WHY SMALL BUSINESSES NEED A BUSINESS VALUATION
Do you plan on seeking funds from investors or eventually selling your business? A business valuation comes as a handy tool for owners and stakeholders to properly evaluate their assets and set future goals for themselves and their business. An objective financial assessment makes certain that owners know the full value of the business prior to negotiations.
What is a Business Valuation?
According to Investopedia, a Business Valuation is the process involved in the determination of the economic value of a company or business. It can be used to understand the fair value of a business and a number of approaches can be used in order to arrive at an objective estimate. Business owners and key decision-makers can expect a thorough review of financial statements, comparisons to similar companies, use of business valuation models such as discounting cash flow, and the process to take around 3 weeks. A popular model, used by Warren Buffett, is the discounted cash-flow analysis, a determination of annual cash generated, projected into the future and then “discounted” by using the interest rate of the long-term Treasury bill. There are multiple ways to determine value of a business that are strictly financial.
1. Calculate assets.
This includes the items that a business owns. Take into account the value of the equipment and inventory and review the company’s balance sheets. Good bookkeeping is necessary for a proper valuation and if a company is not operating at a profit, outside parties may want to reconsider an investment or purchase.
2. Assess stream of cash.
The most basic approximation involves an organization’s revenue. The business sells x amount per year. That amount will be multiplied according to the industry standard. The business can sell for one or two times sales. Look into the typical sales multiples for the specified industry to ascertain an appropriate multiple. Remember that revenue does not automatically equate to profit.
3. Consider multiples of earnings.
Earnings are a company’s profit and can be used to develop organizations or offer dividends. Multiples of earning are useful but may not be stable over time. Earnings are not easy to project accurately over time with less foreseeable factors such as competition and vendor price changes.

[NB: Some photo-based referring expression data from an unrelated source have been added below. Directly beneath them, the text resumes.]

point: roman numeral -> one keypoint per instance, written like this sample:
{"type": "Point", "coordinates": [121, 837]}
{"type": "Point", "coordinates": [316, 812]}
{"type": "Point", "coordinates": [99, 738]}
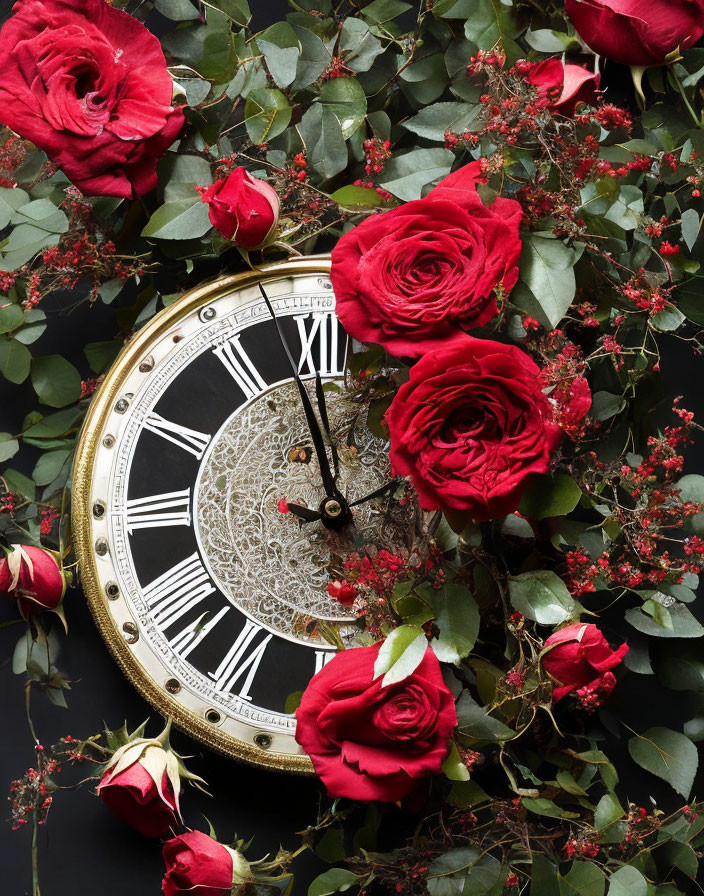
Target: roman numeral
{"type": "Point", "coordinates": [189, 439]}
{"type": "Point", "coordinates": [239, 365]}
{"type": "Point", "coordinates": [322, 658]}
{"type": "Point", "coordinates": [322, 324]}
{"type": "Point", "coordinates": [169, 509]}
{"type": "Point", "coordinates": [186, 641]}
{"type": "Point", "coordinates": [177, 591]}
{"type": "Point", "coordinates": [241, 658]}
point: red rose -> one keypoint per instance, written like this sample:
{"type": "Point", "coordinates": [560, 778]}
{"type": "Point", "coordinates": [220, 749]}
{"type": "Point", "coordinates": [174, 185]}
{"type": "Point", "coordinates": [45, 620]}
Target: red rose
{"type": "Point", "coordinates": [369, 742]}
{"type": "Point", "coordinates": [412, 276]}
{"type": "Point", "coordinates": [243, 208]}
{"type": "Point", "coordinates": [197, 865]}
{"type": "Point", "coordinates": [470, 425]}
{"type": "Point", "coordinates": [580, 657]}
{"type": "Point", "coordinates": [565, 85]}
{"type": "Point", "coordinates": [635, 32]}
{"type": "Point", "coordinates": [32, 576]}
{"type": "Point", "coordinates": [88, 84]}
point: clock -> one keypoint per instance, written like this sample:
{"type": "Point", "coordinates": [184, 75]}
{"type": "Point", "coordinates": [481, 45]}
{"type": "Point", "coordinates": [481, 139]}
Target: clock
{"type": "Point", "coordinates": [224, 472]}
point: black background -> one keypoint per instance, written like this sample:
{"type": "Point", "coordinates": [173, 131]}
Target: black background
{"type": "Point", "coordinates": [83, 849]}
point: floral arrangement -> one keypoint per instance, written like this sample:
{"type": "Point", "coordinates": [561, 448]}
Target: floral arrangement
{"type": "Point", "coordinates": [512, 195]}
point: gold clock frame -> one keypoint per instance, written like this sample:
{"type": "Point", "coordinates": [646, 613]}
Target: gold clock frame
{"type": "Point", "coordinates": [83, 522]}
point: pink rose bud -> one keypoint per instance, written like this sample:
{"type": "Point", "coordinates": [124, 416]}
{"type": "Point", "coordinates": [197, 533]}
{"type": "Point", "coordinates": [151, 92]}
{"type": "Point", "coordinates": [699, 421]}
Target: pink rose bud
{"type": "Point", "coordinates": [141, 784]}
{"type": "Point", "coordinates": [33, 577]}
{"type": "Point", "coordinates": [243, 209]}
{"type": "Point", "coordinates": [633, 33]}
{"type": "Point", "coordinates": [197, 865]}
{"type": "Point", "coordinates": [578, 656]}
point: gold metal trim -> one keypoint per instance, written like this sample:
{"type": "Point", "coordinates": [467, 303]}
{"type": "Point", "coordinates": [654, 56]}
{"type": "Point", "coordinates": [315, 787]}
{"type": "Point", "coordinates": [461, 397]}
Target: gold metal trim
{"type": "Point", "coordinates": [82, 519]}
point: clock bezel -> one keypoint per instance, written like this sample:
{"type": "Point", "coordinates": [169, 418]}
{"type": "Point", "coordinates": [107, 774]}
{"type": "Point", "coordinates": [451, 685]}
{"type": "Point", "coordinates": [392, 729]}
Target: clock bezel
{"type": "Point", "coordinates": [92, 432]}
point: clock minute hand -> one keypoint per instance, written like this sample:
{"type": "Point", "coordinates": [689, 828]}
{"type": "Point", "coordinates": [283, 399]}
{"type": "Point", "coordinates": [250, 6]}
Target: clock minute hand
{"type": "Point", "coordinates": [326, 473]}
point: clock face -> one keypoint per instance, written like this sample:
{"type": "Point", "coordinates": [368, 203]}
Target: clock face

Why Should Small Businesses Complete a Business Valuation?
Small business owners have a considerate amount of their own money tied into their business and may lack additional investments to provide for retirement. Their business is seen as a major nest egg and needs proper quantification.
1. Sale Value
A small business owner or a serial entrepreneur may have an end goal of eventually selling the business at a certain time. Even an unofficial evaluation on an annual basis can keep expenditures in line and ascertain if the organization is continuing to run at a profit. Business valuations can keep businesses on target and be used to determine the best exit strategy for owners.
2. Partner Ownership
The status of ownership may change, with individuals that may want to buy into an existing organization. Changing the status of the organization needs sound calculations of business value. Mergers and acquisitions also require a valuation.
3. Divorce & Bankruptcy
Businesses are assets that may or not be protected in the case of a divorce or bankruptcy. A business valuation makes for a fair and equitable distribution of assets or creates a preliminary figure for a buy-out.
4. Estate Planning
Every individual needs to complete a fair assessment of all assets and create a feasible plan for retirement. A business valuation makes it easier for individuals and loved ones to ascertain business value and receive a fair amount if circumstances dictate a sudden change of plans.
Be in the know. Julie Gordon White, principal at BlueKey Business Brokerage Mergers & Acquisitions shared, “many business owners have absolutely no idea—or the wrong idea—about what their company is worth.” (See full article here) Small business owners can use business valuations to determine future profit and growth. Your business is a culmination of all of your hard work. Shouldn’t you be compensated properly for the organization and all that has gone into it?